In a Carls franchise transfer, who is responsible for paying tax liabilities incurred in connection with the operation of the Franchised Restaurant prior to Closing?
Carls Franchise · 2024 FDDAnswer from 2024 FDD Document
Franchisee shall, prior to or simultaneously with the Closing, pay all tax liabilities incurred in connection with the operation of the Franchised Restaurant prior to Closing.
CJR shall have the right to set off against and reduce the Purchase Price by any and all amounts owed by Franchisee to CJR, and the amount of any encumbrances or liens against the Assets or any obligations assumed by CJR.
Source: Item 22 — CONTRACTS (FDD page 80)
What This Means (2024 FDD)
According to Carls's 2024 Franchise Disclosure Document, in the event of a franchise transfer, the franchisee is responsible for paying all tax liabilities incurred in connection with the operation of the franchised restaurant prior to the closing date. This means that the franchisee must settle all outstanding tax obligations before the transfer of ownership is finalized.
Additionally, Carls has the right to offset and reduce the purchase price by any amounts owed by the franchisee to Carls. This also includes any encumbrances or liens against the assets or any obligations assumed by Carls. This provision protects Carls from assuming any unexpected financial burdens related to the restaurant's prior operation.
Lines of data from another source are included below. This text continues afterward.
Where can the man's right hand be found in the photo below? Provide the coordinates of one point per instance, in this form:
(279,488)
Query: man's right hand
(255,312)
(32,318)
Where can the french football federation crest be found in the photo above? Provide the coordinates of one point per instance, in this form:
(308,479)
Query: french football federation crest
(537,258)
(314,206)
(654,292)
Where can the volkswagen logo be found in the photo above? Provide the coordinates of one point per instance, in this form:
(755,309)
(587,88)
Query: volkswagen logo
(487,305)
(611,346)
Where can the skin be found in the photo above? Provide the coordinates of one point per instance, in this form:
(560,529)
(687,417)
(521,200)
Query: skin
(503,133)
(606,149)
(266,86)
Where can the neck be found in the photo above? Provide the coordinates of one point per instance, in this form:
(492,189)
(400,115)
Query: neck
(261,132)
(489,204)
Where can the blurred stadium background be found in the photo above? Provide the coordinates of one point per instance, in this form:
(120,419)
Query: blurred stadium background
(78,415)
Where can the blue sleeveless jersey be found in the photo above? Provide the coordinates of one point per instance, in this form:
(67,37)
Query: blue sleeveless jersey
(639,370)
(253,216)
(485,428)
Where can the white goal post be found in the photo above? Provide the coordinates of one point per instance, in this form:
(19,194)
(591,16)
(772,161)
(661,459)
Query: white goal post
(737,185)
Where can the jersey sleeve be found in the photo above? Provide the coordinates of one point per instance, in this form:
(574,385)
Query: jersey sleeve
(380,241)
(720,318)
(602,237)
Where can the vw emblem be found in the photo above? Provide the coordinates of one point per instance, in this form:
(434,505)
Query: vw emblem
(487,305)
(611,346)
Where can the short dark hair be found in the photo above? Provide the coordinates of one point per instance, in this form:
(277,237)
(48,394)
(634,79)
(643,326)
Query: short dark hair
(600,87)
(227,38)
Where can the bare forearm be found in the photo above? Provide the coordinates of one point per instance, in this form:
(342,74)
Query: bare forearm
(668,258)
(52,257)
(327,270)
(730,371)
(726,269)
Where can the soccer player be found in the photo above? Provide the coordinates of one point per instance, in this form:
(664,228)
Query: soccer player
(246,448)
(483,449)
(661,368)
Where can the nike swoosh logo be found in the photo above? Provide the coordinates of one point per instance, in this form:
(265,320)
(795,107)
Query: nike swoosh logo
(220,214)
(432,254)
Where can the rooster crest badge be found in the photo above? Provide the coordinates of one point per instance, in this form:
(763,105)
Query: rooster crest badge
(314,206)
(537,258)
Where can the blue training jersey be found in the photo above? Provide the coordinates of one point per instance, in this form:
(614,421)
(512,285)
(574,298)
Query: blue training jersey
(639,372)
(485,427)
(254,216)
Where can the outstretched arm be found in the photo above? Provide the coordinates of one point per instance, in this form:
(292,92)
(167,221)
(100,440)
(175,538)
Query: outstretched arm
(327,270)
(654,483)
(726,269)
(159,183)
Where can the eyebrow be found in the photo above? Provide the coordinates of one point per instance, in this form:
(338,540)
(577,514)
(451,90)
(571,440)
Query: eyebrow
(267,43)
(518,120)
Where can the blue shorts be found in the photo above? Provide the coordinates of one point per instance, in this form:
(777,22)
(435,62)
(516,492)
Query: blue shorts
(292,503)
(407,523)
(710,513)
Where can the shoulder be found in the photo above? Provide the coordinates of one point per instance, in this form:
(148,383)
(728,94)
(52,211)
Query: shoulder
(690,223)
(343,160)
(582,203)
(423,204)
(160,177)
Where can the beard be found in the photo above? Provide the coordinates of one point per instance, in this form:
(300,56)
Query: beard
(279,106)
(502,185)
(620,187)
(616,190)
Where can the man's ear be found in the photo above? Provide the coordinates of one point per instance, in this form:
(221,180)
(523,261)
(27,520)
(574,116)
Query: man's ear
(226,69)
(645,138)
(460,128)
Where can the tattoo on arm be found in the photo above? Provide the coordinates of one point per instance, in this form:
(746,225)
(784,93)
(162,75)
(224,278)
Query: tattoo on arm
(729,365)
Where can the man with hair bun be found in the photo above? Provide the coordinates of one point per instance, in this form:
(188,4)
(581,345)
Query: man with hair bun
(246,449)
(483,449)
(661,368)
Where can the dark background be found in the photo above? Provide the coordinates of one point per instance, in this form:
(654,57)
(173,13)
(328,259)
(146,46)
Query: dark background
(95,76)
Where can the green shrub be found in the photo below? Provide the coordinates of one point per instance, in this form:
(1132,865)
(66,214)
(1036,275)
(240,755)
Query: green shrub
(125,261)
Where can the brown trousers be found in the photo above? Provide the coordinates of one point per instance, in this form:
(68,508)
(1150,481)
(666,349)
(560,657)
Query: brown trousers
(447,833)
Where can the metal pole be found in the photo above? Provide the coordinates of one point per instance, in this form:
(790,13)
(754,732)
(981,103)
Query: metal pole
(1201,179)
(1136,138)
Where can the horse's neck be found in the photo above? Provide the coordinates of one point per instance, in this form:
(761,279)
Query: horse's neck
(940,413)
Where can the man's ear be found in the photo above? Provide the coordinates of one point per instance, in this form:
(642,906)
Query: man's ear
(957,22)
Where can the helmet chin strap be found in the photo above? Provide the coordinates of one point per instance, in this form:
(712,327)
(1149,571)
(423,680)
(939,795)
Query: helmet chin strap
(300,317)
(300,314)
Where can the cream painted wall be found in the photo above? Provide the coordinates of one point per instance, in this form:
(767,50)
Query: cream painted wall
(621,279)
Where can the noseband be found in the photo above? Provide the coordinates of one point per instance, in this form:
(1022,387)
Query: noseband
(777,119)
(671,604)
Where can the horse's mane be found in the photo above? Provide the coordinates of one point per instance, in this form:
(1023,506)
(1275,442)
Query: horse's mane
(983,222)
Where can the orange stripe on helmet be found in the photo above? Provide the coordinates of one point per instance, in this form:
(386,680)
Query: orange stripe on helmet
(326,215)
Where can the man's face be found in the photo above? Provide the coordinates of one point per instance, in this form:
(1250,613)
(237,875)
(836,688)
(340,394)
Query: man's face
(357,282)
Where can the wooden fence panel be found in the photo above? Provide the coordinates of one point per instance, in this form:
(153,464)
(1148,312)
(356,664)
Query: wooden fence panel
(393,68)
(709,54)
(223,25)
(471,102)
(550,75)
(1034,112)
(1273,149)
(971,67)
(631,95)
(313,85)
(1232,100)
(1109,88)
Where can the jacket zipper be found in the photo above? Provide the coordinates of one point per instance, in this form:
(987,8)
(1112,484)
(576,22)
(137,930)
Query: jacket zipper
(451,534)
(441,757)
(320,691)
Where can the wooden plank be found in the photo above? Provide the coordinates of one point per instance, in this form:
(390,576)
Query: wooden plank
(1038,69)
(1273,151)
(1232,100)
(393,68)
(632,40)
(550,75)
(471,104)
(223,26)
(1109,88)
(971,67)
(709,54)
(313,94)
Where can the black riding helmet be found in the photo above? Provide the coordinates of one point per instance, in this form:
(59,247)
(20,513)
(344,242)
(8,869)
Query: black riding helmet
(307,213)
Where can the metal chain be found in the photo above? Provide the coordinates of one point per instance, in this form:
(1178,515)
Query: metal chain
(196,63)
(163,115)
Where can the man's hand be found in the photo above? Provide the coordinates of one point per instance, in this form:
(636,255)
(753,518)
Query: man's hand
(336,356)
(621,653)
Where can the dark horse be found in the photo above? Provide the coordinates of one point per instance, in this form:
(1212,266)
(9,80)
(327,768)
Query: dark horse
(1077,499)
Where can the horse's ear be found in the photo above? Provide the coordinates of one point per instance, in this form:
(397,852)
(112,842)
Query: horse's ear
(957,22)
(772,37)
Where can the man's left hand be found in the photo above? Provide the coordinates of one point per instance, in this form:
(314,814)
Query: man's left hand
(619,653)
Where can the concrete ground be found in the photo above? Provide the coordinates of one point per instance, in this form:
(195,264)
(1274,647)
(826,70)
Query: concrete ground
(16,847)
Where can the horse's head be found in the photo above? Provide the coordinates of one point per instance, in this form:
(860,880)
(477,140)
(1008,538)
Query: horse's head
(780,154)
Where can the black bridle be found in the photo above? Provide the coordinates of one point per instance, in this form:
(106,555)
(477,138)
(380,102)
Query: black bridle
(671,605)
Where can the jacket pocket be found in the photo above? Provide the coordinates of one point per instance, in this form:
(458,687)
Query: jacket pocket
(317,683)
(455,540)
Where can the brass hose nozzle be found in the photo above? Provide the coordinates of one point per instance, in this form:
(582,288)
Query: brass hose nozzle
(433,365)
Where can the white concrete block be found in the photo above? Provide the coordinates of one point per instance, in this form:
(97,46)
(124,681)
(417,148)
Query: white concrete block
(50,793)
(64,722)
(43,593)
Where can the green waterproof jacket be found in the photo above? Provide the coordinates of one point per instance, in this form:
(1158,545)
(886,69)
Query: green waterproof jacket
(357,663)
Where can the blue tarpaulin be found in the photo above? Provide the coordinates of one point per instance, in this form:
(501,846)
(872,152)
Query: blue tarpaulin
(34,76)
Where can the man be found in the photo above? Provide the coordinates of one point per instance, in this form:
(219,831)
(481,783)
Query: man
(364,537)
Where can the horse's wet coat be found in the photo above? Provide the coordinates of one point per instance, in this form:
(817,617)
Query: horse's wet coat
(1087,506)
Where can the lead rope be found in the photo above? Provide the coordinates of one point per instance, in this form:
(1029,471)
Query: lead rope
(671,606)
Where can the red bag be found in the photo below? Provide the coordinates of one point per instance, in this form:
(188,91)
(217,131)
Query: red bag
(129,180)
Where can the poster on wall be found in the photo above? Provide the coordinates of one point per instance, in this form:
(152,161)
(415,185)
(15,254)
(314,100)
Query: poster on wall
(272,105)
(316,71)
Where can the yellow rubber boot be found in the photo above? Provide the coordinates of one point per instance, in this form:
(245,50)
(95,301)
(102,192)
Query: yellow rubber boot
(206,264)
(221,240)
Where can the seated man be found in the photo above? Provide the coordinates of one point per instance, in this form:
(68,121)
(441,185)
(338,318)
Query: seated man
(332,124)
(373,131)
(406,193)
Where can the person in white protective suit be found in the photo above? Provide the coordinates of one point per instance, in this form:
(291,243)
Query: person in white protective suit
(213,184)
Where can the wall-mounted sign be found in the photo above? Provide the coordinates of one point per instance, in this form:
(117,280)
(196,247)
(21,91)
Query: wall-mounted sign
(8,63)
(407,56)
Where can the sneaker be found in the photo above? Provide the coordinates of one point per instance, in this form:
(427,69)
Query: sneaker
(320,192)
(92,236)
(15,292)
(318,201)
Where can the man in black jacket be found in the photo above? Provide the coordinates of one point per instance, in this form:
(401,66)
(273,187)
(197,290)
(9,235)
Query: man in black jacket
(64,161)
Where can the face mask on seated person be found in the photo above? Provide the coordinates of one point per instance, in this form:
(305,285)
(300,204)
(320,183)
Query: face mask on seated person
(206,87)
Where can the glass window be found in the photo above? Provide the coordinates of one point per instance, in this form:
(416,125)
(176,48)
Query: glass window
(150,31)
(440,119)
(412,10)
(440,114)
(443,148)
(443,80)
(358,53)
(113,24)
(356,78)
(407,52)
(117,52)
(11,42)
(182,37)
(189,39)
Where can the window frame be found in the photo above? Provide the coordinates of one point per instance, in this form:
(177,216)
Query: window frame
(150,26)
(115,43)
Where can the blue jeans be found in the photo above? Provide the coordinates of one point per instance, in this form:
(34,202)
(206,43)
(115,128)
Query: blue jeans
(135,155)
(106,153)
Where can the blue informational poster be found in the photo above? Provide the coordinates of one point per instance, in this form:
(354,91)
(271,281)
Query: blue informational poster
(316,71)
Prior to the closing, both the franchisee and Carls must comply with all applicable legal requirements, including the bulk sales provisions of the Uniform Commercial Code and any applicable tax laws and regulations. This ensures that the transfer is conducted in accordance with all relevant legal and financial standards. A prospective franchisee should consult with a financial advisor to fully understand the tax implications and ensure compliance during a franchise transfer.